In order to calculate the mean, or the average by hand of the checkings columns, one can add each individual entry and divide by the total number or rows. This would take much time, but thankfully, R has a command for this.

We have done an example using the checkings column. Compute the same using the savings column.

#Using the 'mean' function on checking to calculate the checking average and naming the average 'meanChecking'
meanChecking = mean(checking)
argument is not numeric or logical: returning NA
#Calling the average
meanChecking
[1] NA
#Find the average of the savings column and name the average of the savings meanSavings
meanSavings = mean(savings)
#Call mean savings
meanSavings
[1] 3.860083

Next, compute the standard deviation or spread of both the checkings and savings columns.

#Computing the standard deviation of standard deviation
spreadChecking = sd(checking)
#Find the standard deviation of savings 
spreadSaving = sd(savings)
spreadSaving
[1] 3.726292

Now, to compute the SNR, the signal to noise ratio, a formula is created because there is no built in function.

SNR is the mean, or average, divided by the spread.

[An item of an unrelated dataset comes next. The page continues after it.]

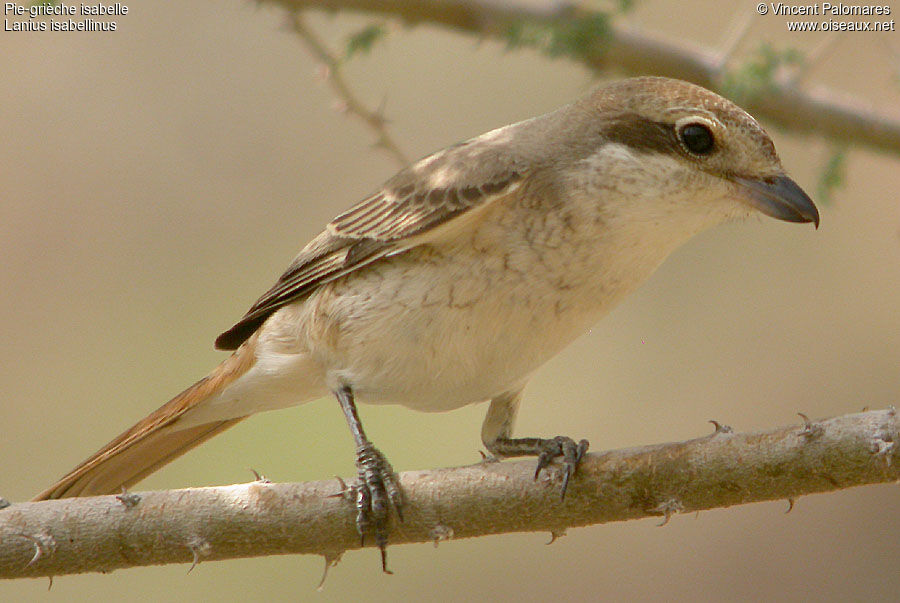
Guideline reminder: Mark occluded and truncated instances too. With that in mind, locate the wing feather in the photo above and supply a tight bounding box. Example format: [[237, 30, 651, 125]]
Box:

#Compute the snr of Checking and name it snr_Checking
snr_Checking = meanChecking/spreadChecking
#Call snr_Checking
snr_Checking
[1] NA
#Find the snr of the savings and name it snr_Saving
snr_Saving = meanSavings/spreadSaving
#Call snr_Saving
snr_Saving
[1] 1.035905

Of the Checking and Savings, which has a higher SNR? Why do you think that is? There is no “Checking” number in the scoring data sheet, so the only number to work with is the “savings” number.


Task 3

After using Watson Analytics to find patterns in the data, save your work and upload a screenshot here. Refer to Task 1 on how to upload a photo.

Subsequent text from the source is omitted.